D’autre part, la betterave est malade et cela se voit à l’œil nu. En effet, à la fin de l’été, il n’est pas rare de voir les champs de betteraves prendre une teinte jaune. Pour survivre au virus qui l’attaque, la plante puise dans ses réserves de sucre, ce qui en diminue le taux au moment de la récolte et qui empêche la photosynthèse.
Les insecticides à base de néonicotinoïdes qui protégeaient la plante contre cette maladie ayant été interdits, il est devenu quasiment impossible de la combattre. Ainsi, la culture de betteraves connaît une chute de la production de sucre sans précédent.
Pour continuer à produire suffisamment de sucre, la fabrique d’Aarberg est contrainte d’importer des betteraves qu’elle transformera ensuite en sucre.

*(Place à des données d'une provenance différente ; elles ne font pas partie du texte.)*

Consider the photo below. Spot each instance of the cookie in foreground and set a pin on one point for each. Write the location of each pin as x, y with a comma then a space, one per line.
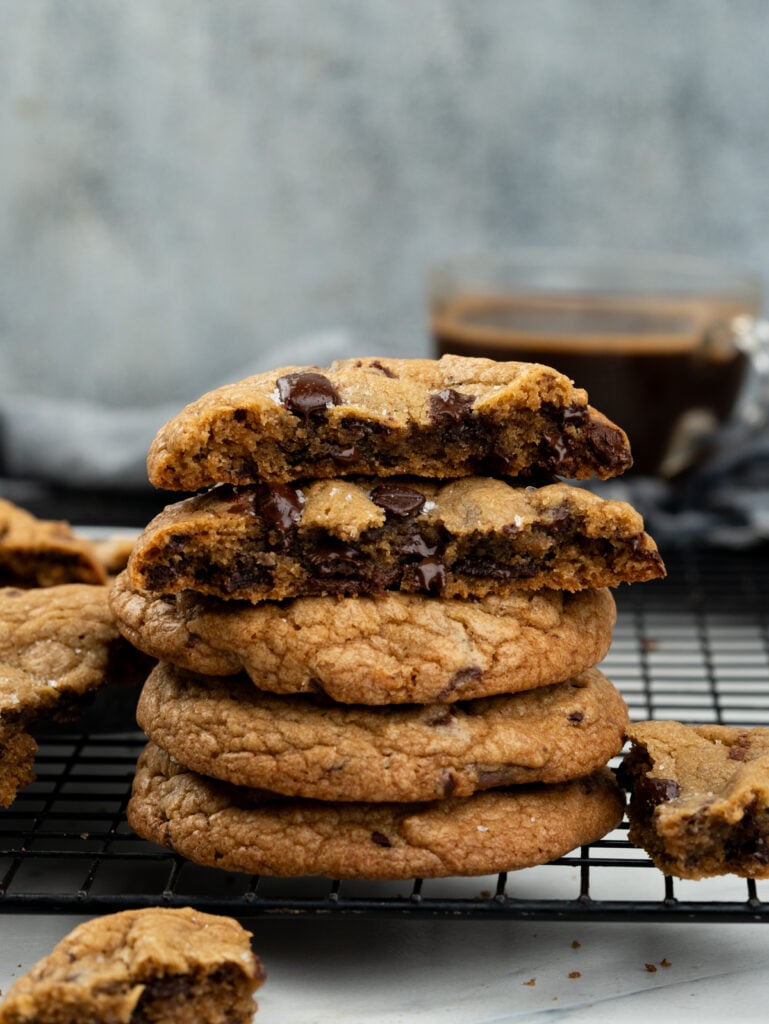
395, 648
466, 538
159, 964
305, 747
699, 798
241, 829
445, 418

Cette importation risque d’augmenter si la situation ne s’améliore pas.
Garder espoir
À la question, «comment voyez-vous l’avenir de la betterave en Suisse», Patrick Pfister reste optimiste. «Je fais confiance aux centres betteraviers et aux sucreries pour trouver une solution. La betterave, c’est une énorme production constituée d’une importante main-d’œuvre. Si elle s’effondre, c’est toute une chaîne qui sera brisée. On doit y croire», conclut-il. Il ajoute également: «La récolte de la betterave est un travail solidaire, les agriculteurs s’entraident pour pouvoir tout livrer à temps, c’est précieux.»